The governments of Nova Scotia and New Brunswick want Ottawa to foot the entire bill, while Ottawa wants a cost-sharing deal.
The other Maritime provinces, Ottawa and Smith-McCrossin — whose riding, Cumberland, includes the Isthmus — all applied for intervenor status in the case. Justice David Farrar considered their bids at a hearing Thursday morning.
Before making a ruling, Farrar asked the legal team for Nova Scotia's attorney general for its opinion on each of the possible intervenors.
Other parties rejected MLA's application
Lawyer Jeremy Smith said the province consented to the intervention of each of the other governments, but didn't think Smith-McCrossin's position on the matter was distinct from that of the provincial governments.
Lawyers for Ottawa, New Brunswick and P.E.I. each echoed Smith, saying they doubted Smith-McCrossin's presence as an intervenor would add to the proceedings.
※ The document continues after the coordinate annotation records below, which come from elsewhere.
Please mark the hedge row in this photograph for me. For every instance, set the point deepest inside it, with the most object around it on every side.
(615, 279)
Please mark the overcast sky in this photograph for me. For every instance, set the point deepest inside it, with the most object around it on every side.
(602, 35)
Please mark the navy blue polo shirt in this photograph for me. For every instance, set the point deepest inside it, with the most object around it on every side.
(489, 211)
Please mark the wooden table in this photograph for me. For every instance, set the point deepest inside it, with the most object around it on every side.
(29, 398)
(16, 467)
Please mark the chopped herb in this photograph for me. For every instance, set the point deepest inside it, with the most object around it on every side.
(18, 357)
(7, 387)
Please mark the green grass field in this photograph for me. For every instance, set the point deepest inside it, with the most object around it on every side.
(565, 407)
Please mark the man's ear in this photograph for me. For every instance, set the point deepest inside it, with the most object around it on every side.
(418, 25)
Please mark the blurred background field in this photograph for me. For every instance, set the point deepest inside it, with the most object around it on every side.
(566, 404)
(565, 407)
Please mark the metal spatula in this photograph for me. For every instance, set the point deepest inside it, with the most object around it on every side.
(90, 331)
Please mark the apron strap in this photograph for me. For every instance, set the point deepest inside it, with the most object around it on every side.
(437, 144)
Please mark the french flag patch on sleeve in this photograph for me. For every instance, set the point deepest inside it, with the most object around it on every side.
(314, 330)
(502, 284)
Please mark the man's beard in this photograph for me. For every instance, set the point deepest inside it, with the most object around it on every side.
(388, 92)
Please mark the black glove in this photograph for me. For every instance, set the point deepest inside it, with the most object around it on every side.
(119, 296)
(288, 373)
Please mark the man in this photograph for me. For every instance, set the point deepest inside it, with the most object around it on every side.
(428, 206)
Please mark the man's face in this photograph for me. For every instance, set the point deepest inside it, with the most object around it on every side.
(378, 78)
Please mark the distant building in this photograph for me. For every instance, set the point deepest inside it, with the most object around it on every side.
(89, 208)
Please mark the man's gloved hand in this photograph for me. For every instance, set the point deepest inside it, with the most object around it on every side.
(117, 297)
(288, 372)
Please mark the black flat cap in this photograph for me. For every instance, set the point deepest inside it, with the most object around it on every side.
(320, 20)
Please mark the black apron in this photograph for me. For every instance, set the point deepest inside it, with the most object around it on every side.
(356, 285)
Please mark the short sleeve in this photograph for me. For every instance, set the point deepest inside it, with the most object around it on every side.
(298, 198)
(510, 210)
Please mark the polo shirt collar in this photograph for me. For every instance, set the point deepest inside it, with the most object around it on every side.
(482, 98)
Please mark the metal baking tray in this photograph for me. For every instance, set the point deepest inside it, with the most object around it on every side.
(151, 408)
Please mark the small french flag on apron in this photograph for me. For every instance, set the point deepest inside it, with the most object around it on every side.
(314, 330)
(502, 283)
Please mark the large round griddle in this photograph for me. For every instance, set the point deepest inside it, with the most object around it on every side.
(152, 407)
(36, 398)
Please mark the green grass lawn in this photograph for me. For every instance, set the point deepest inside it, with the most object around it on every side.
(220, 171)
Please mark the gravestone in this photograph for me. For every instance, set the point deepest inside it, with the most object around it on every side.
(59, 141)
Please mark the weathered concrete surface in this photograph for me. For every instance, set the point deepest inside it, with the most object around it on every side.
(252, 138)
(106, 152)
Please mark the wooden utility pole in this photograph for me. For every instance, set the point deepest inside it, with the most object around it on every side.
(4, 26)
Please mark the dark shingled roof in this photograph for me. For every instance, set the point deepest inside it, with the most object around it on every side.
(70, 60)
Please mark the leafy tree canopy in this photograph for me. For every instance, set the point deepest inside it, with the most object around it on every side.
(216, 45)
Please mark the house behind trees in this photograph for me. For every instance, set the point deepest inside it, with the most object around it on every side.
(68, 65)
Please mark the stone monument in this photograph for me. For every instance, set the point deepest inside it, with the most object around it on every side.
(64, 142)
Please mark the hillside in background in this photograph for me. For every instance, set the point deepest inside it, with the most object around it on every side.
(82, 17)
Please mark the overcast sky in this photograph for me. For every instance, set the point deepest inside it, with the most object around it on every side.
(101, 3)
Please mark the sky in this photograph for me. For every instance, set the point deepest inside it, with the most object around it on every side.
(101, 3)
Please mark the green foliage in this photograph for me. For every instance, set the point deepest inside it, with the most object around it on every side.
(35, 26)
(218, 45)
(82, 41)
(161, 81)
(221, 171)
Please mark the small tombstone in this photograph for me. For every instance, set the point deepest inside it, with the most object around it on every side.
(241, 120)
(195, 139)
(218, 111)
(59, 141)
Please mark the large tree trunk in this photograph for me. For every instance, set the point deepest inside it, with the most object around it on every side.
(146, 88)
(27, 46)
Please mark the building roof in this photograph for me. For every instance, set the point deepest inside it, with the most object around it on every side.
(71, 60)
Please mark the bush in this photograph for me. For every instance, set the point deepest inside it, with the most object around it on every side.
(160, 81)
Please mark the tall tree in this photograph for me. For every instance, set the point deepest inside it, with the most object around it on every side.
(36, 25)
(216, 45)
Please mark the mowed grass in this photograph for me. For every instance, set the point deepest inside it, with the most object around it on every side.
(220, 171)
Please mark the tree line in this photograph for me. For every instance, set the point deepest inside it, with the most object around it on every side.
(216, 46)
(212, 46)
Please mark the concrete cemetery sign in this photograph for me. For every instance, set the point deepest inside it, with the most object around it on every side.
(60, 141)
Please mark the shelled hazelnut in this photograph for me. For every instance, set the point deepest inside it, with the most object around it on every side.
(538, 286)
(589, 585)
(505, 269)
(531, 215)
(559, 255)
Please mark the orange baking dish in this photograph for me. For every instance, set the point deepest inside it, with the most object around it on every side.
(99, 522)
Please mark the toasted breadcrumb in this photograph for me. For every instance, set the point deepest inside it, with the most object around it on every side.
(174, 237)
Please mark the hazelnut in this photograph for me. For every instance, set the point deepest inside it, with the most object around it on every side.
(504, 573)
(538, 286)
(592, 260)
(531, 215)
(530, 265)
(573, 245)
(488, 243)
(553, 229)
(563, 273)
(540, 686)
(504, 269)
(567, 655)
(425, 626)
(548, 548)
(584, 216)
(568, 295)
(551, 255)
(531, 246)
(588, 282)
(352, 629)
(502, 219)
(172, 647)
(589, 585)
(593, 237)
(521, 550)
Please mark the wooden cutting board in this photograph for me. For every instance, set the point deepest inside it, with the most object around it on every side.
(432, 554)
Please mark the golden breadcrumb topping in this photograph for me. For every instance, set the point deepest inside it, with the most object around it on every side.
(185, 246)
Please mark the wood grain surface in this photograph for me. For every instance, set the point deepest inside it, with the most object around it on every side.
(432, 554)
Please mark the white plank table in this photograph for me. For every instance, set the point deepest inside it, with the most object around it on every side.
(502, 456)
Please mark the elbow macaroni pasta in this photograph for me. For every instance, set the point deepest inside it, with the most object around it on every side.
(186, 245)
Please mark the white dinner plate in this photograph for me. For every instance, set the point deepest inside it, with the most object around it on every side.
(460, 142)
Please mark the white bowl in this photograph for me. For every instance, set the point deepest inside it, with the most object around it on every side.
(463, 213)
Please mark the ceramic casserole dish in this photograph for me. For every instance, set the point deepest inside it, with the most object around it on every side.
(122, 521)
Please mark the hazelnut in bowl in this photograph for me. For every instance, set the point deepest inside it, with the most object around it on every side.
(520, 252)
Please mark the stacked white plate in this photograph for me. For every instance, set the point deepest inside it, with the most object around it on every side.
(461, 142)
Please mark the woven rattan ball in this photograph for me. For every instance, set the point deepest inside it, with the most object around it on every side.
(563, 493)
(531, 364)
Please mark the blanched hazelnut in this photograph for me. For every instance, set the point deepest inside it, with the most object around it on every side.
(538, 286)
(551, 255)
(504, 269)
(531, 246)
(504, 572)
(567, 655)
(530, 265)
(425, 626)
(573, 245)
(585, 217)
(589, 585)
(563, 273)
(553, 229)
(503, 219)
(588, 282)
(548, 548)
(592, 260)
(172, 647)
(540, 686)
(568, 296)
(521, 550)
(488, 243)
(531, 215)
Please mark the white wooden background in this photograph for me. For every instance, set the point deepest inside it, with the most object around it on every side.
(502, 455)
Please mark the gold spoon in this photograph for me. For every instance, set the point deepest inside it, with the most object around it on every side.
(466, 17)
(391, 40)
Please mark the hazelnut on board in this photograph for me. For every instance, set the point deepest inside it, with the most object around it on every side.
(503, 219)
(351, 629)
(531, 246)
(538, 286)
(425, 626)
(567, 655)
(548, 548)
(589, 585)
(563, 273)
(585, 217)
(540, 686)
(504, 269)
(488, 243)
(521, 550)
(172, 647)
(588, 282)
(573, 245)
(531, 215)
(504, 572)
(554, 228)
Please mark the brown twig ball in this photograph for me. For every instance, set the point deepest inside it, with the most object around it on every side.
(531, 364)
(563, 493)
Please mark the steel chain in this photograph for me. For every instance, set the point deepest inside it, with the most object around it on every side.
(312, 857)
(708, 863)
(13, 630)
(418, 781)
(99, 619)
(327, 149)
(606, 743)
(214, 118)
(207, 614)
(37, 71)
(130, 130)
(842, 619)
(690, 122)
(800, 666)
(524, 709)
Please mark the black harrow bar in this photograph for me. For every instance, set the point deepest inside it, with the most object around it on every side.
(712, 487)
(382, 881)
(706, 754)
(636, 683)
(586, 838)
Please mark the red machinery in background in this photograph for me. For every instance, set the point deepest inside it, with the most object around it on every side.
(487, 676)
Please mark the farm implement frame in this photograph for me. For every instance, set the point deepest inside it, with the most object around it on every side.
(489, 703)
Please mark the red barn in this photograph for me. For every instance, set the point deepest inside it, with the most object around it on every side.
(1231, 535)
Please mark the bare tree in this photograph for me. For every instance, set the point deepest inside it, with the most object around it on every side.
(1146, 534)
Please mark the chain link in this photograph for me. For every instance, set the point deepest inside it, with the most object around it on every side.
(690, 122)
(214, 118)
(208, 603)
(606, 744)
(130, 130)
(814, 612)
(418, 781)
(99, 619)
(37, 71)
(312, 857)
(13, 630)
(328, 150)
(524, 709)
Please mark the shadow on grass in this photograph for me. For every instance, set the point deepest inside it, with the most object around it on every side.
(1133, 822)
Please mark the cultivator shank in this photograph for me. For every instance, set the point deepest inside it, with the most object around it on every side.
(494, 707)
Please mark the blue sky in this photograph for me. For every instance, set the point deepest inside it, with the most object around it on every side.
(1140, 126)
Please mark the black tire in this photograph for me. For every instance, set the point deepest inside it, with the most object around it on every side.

Independent Nova Scotia MLA for Cumberland, Elizabeth Smith-McCrossin, standing outside chambers for the Nova Scotia Court of Appeal on Thursday, Sept. 21, 2023. (Galen McRae/CBC)
At the end of the brief hearing, Farrar decided to let the three governments join the case as intervenors, but he rejected Smith-McCrossin's application.
"It's not necessary to make the determination that this court needs to make on the constitutional question," he said of Smith-McCrossin's participation in the case.
Worried about delays
Smith-McCrossin said she was disappointed but respected the decision.
"The people that live on or near the Chignecto Isthmus have very real concerns: flooding, the risk to their lives and property. And I wanted to ensure that the people there are truly represented in this case," she said in an interview following the hearing.
The Chignecto Isthmus connects Nova Scotia with the rest of Canada. (CBC News)
She said her constituents are worried the court proceedings could drag on, delaying the start of work to repair the centuries-old dikes that hold back the ocean tides.
"We can't afford any delays in getting the dikes raised and getting the work done. This work should have started years ago, to be honest."
The critical transportation corridor is becoming increasingly vulnerable to flooding as the condition of the aging dikes continues to decline, and extreme weather events increase in frequency due to climate change.